Capturing carbon either from industrial processes that burn fossil fuels, or directly from the air, and storing it permanently underground is considered essential to warding off the worst impacts of climate change under various scenarios. But not all underground spaces can permanently hold the carbon, which is injected hundreds of feet underground. So developers were in a sort of land grab in Louisiana, Texas, and elsewhere for suitable underground so-called pore space.

Jim Furnish, a retired deputy chief of the US Forest Service who consults on forestry issues, said he was horrified by the proposal. He said this is a reversal of historic Forest Service policy that allows only temporary use of Forest Service lands, usually for five to 20 years.

More broadly, the measure would provide “a powerful incentive to continue burning fossil fuels,” Furnish said. “It’s the opposite of a virtuous cycle.”

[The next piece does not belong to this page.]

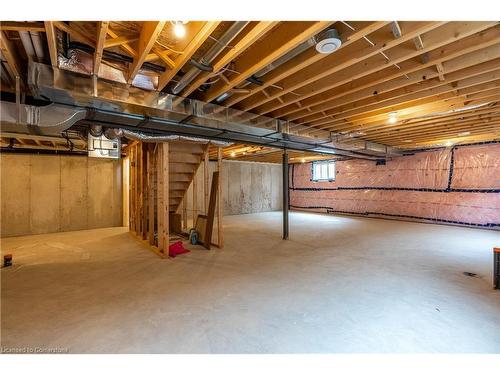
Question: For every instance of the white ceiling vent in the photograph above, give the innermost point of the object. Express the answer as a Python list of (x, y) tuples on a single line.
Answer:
[(328, 41)]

Stolark says unless federal authorities provide clarity for carbon storage on federal lands, which make up 30 percent of all U.S. surface land, the country will not be able to meet 2050 greenhouse gas reduction targets.

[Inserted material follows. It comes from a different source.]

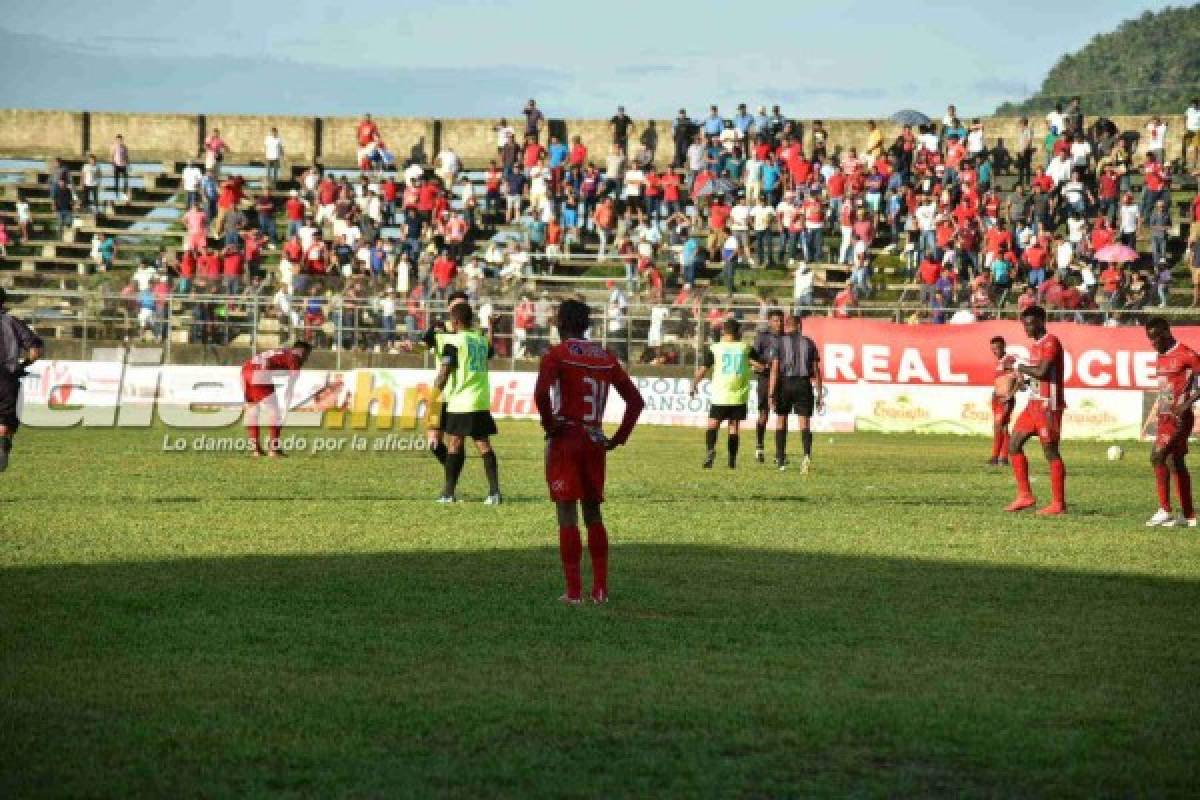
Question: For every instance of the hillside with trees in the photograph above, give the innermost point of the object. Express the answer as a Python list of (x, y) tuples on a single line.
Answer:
[(1147, 65)]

The Forest Service manages approximately 193 million acres in the United States. According to to the US Geological Survey, about 130 million acres are suitable carbon storage under federal lands, including the Forest Service.

A close-up of a broken pipe in a hole.
A ruptured carbon dioxide pipeline near Satartia, Mississippi in 2020. Pipeline and Hazardous Materials Safety Administration

The Forest Service said the Nov. 3 proposal would allow it to evaluate such permanent storage requests; it is not currently considering any specific proposals to store carbon under its lands. A spokesman said the agency had previously received and refused applications for underground carbon storage on two forests in the South, a epicenter for proposals for carbon capture and storage.

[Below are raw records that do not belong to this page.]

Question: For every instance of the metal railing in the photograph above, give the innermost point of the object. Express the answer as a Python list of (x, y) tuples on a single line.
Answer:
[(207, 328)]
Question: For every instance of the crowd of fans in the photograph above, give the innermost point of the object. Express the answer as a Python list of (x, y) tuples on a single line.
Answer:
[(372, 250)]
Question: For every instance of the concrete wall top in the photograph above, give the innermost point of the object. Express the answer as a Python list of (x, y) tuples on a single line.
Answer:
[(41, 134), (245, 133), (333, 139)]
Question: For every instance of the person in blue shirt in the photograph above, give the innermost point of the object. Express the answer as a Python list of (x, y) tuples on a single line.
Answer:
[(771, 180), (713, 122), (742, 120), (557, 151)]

Any such project would have to follow US environmental laws, the service said. The Environmental Protection Agency will regulate the wells under its underground injection well program.

If the rule is finalized, disruptions in forests will begin long before any carbon dioxide is sequestered underground, said June Sekera, an economist and policy researcher at Boston University and The New School who has studied carbon sequestration.

Drilling machines and heavy equipment would be brought into forests to evaluate whether the spaces under the forests are suitable for carbon storage. Trees will have to come down to make way for that equipment, and many more trees will likely be cut down to make way for the pipelines. Infrastructure for the injection wells will be permanent, she said.

“All the other recreational and human uses of these forests are in conflict with this type of use because this type of use is dangerous,” said Laura Haight, US policy director at Partnership for Policy Integrity, which focuses on forest issues.

Almost 200 carbon capture and storage projects have already been done suggested in the United States in the past five years, many spurred in recent years by increased incentives in the Inflation Reduction Act intended to address global warming.

The Forest Service, when contacted, did not respond to a question about how those incentives of up to $180 per ton of carbon stored would be handled if the carbon were injected under federal lands.

About 140 groups have asked the Forest Service to expand the 60-day public comment period on the proposal, which now ends January 2, for another 60 days. It would be the first time the United States would allow CO, according to the groups2 to be injected under federal lands.

US Rep. Jared Huffman, R-Calif., ranking member of the House Natural Resources Subcommittee on Water, Wildlife and Fisheries, said he also intends to ask for an extension of the comment period. Huffman called the measure a “sacrifice of public land as a life support for fossil fuels.”